Adaptations: du petit au grand écran

Il semblerait que l’on se soit dit, en production, que ces éléments amèneraient un vent de fraîcheur dans l’univers, mais les vrais fans ne se réjouiront pas de tous ces changements. Il sera plutôt agaçant d’avoir perdu tout ce que l’on connaissait, même si les images dans l’espace sont mieux réussies cette fois et que le vaisseau est plus défini dans les animations. Pour une série et un film qui ont été faits au Québec, il est étonnant qu’on n’ait pas réussi à réutiliser les décors et les costumes précédents. Si le choix était conscient, cependant, ce n’était pas le bon.

D’un point de vue scénaristique, le film semble faire abstraction de la série à quelques niveaux, notamment lorsqu’on parle du développement d’une relation amoureuse entre Pétrolia et Bob à la fin des quatre saisons. En effet, après avoir courtisé Pet pendant plusieurs années, Bob peut enfin lui tenir la main lorsqu’ils annoncent avec enthousiasme à Flavien qu’ils iront vivre ensemble sur la planète, trouvée au dernier épisode. Après quelques agitations sur ce nouveau territoire, l’équipage doit repartir et trouver une nouvelle planète pour y déménager 7 tatas. Le film, cependant, reprend à des kilomètres d’où on avait laissé les personnages, et nous donne droit à plusieurs images de Pet au ralenti pendant que les deux hommes salivent après son passage, et une relation secrète entre Flavien et elle. De plus, l’objectif du capitaine est toujours de trouver une planète pour les Terriens, objectif que l’on avait rapidement abandonné à la fin de la série.

Dans une galaxie près de chez vous (1999-)

Malgré ces quelques écarts, certains pourront saluer l’humour du film qui s’inscrit lui en continuité avec celui de la série. Les insides sont toujours bien présents, et on a adapté les blagues pour s’adresser maintenant à un public nettement plus mature que lors de la diffusion des émissions. Un spectateur qui avait 10 ans au départ en a maintenant 15, et on semble avoir utilisé cette excuse pour aller un peu plus loin, notamment dans la scène où le Capitaine et Valence sont dans un jacuzzi avec Bob qui perd un crayon sous les fesses de son supérieur, ou lorsque celui-ci rencontre le Petit Prince et lui dit clairement qu’il n’a aucun intérêt à lui dessiner un mouton. Cependant, d’autres pourront trouver que le tout tombe à plat, puisqu’on a abandonné le côté saugrenu des situations. Cette fois, on a également ajouté le fameux « Questions? Action! » que l’on avait jamais entendu dans la série, et qui sort de nulle part après plus de 4 ans dans l’espace.

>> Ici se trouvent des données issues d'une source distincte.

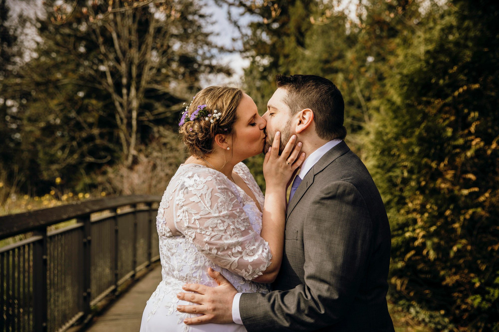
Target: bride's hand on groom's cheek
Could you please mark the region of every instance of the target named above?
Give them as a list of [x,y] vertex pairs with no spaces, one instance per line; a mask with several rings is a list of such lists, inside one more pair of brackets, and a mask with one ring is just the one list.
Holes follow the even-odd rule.
[[289,186],[293,175],[305,160],[305,154],[300,154],[301,142],[296,143],[296,136],[292,135],[286,144],[282,153],[279,155],[280,133],[274,137],[272,146],[265,155],[263,161],[263,175],[267,188]]
[[187,318],[186,324],[195,325],[208,323],[232,323],[232,302],[238,293],[237,290],[224,278],[220,272],[208,269],[208,274],[218,284],[217,287],[204,285],[188,284],[182,286],[185,291],[196,292],[180,293],[177,297],[180,300],[198,303],[199,306],[178,306],[177,310],[182,313],[202,314],[202,316]]

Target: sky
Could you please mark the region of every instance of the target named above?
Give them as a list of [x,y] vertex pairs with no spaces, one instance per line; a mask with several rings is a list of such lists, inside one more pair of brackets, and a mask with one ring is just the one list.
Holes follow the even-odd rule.
[[[241,35],[239,31],[230,22],[227,14],[227,6],[218,6],[214,0],[200,0],[204,3],[207,13],[211,15],[211,20],[213,23],[210,24],[206,29],[213,32],[211,38],[213,41],[220,46],[228,49],[236,50],[236,51],[224,53],[220,54],[216,59],[219,64],[228,65],[234,71],[234,75],[228,77],[224,74],[212,74],[202,78],[202,88],[209,85],[221,83],[233,84],[236,85],[241,84],[242,78],[244,75],[244,69],[250,65],[250,61],[243,58],[241,52],[238,51],[242,48]],[[344,12],[352,20],[358,20],[356,16],[356,8],[359,0],[331,0],[335,4],[335,10]],[[7,0],[10,4],[10,13],[15,17],[22,13],[34,17],[36,13],[43,12],[42,0]],[[237,8],[232,8],[234,17],[239,17],[239,24],[244,28],[252,20],[257,18],[249,15],[241,16],[238,15]],[[233,39],[235,39],[235,41]],[[34,48],[36,46],[37,39],[36,28],[31,27],[24,31],[22,40],[27,47]],[[27,55],[27,56],[29,56]]]

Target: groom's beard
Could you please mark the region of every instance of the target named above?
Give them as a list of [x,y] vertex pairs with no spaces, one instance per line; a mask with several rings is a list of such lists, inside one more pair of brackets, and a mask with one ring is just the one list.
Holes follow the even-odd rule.
[[[279,155],[280,156],[284,151],[284,148],[286,147],[287,142],[289,140],[291,135],[289,134],[289,127],[291,125],[291,120],[287,122],[286,126],[284,129],[280,130],[281,139],[279,144]],[[268,148],[272,146],[272,143],[273,142],[274,137],[275,137],[275,133],[274,133],[271,136],[267,134],[266,129],[264,131],[265,134],[267,135],[267,138],[265,140],[265,146],[263,147],[263,154],[267,153]]]

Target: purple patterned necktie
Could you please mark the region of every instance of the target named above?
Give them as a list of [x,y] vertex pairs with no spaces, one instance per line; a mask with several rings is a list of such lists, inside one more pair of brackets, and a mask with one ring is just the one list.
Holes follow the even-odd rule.
[[287,201],[288,205],[291,202],[291,199],[293,198],[293,195],[296,191],[296,189],[298,189],[298,186],[300,185],[300,183],[301,183],[301,178],[299,175],[296,175],[296,177],[294,178],[294,181],[293,181],[293,184],[291,185],[291,191],[289,192],[289,200]]

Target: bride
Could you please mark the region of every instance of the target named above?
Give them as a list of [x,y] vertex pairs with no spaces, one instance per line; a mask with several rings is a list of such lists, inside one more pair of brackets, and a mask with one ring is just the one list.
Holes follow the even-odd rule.
[[[264,197],[242,162],[265,142],[265,120],[240,89],[211,86],[186,107],[179,132],[191,156],[163,194],[156,225],[162,281],[147,301],[140,332],[246,331],[236,323],[189,326],[177,298],[184,284],[216,286],[207,270],[220,272],[240,292],[265,293],[282,258],[286,190],[304,160],[294,135],[280,156],[269,149],[263,162]],[[277,152],[278,132],[273,141]],[[292,150],[292,153],[290,153]]]

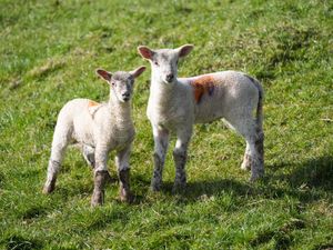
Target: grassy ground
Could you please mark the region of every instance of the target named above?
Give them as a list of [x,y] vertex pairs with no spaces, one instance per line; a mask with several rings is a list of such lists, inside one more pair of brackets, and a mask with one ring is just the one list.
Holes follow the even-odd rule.
[[[0,246],[3,249],[325,249],[333,247],[332,1],[0,0]],[[58,189],[41,188],[60,108],[107,100],[94,69],[147,64],[139,44],[195,44],[180,76],[234,69],[264,86],[266,177],[240,169],[244,141],[222,122],[195,127],[189,186],[172,196],[171,154],[149,192],[150,72],[137,82],[134,204],[68,151]],[[174,140],[172,141],[174,143]],[[112,158],[111,158],[112,159]],[[113,161],[110,170],[115,174]]]

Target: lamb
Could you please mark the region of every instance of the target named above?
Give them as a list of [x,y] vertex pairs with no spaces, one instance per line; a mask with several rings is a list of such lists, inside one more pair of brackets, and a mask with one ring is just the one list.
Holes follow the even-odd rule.
[[111,150],[117,151],[120,199],[131,201],[129,158],[135,133],[131,118],[131,97],[134,79],[144,70],[145,67],[139,67],[130,72],[111,73],[98,69],[97,74],[110,84],[109,101],[98,103],[89,99],[74,99],[61,109],[53,134],[44,193],[54,190],[65,149],[68,144],[75,142],[93,168],[94,189],[91,204],[94,207],[104,202],[104,186],[110,177],[107,161]]
[[[173,150],[175,179],[173,191],[185,187],[185,162],[194,123],[223,118],[246,141],[241,168],[251,169],[251,179],[264,174],[264,133],[262,128],[263,89],[252,77],[236,71],[222,71],[191,78],[178,78],[178,61],[193,46],[152,50],[138,47],[151,64],[151,87],[147,114],[154,138],[154,170],[151,189],[159,191],[171,132],[176,134]],[[253,111],[256,110],[255,118]]]

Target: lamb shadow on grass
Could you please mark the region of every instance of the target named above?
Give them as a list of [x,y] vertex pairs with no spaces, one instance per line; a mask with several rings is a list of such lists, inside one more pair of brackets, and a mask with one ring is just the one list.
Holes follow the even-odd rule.
[[[286,174],[274,174],[272,169],[292,169]],[[202,196],[232,193],[236,197],[261,197],[279,199],[284,196],[297,198],[301,202],[314,202],[320,199],[333,199],[333,157],[325,156],[300,163],[268,166],[266,176],[251,183],[231,179],[214,179],[189,182],[180,192],[186,201],[195,202]],[[278,184],[283,182],[283,184]],[[172,182],[163,184],[162,192],[172,194]]]

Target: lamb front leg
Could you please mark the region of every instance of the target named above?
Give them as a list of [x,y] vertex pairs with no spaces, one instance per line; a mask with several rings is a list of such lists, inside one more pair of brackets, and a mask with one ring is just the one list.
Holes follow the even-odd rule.
[[119,151],[115,156],[115,166],[120,181],[120,200],[125,202],[132,201],[132,194],[130,190],[130,153],[131,146],[128,146],[124,150]]
[[188,147],[192,136],[192,127],[180,128],[176,131],[176,142],[173,150],[173,160],[175,164],[175,178],[173,192],[181,191],[186,186],[185,164],[188,159]]
[[154,172],[151,180],[152,191],[160,191],[162,187],[162,176],[165,161],[165,153],[169,144],[169,131],[153,126],[154,137]]

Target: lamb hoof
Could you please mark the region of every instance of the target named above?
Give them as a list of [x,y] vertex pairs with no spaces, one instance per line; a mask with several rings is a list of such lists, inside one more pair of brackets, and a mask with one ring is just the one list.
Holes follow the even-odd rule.
[[56,189],[56,181],[51,181],[50,183],[46,183],[44,187],[43,187],[43,193],[44,194],[49,194],[51,192],[53,192]]
[[186,189],[186,183],[174,183],[172,188],[173,194],[183,193]]
[[250,156],[245,154],[244,160],[241,164],[241,169],[244,171],[251,170],[251,158]]
[[104,203],[104,193],[94,192],[91,198],[91,207],[102,206]]
[[155,182],[155,181],[152,181],[151,182],[151,191],[153,192],[159,192],[161,191],[161,188],[162,188],[162,183],[161,182]]
[[255,173],[252,173],[252,176],[251,176],[251,178],[250,178],[250,181],[251,181],[251,182],[254,182],[254,181],[256,181],[256,180],[260,180],[261,178],[263,178],[263,176],[264,176],[264,171],[263,171],[263,170],[260,170],[260,171],[258,171],[258,172],[255,172]]
[[125,203],[132,203],[133,202],[133,196],[131,193],[123,193],[122,191],[120,192],[120,201],[125,202]]
[[43,193],[44,193],[44,194],[49,194],[49,193],[53,192],[53,190],[54,190],[54,187],[51,187],[51,186],[44,186],[44,188],[43,188]]
[[244,170],[244,171],[250,171],[251,170],[251,164],[248,163],[248,162],[243,162],[241,164],[241,169]]

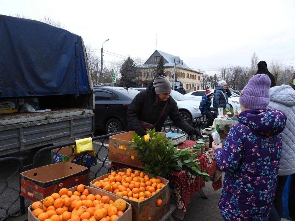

Si la série a ravi les spectateurs de tous les âges au Québec, le premier film (et sa suite en 2008) ne donnent malheureusement pas les résultats attendus. On aime retrouver les personnages, mais on s’ennuie profondément des costumes et des décors, de l’humour et des caractéristiques de chacun des membres de la bande, qui ne sont pas particulièrement exploitées dans le film. On espère donc que les erreurs seront réparées au prochain et on demeure tout de même enthousiaste!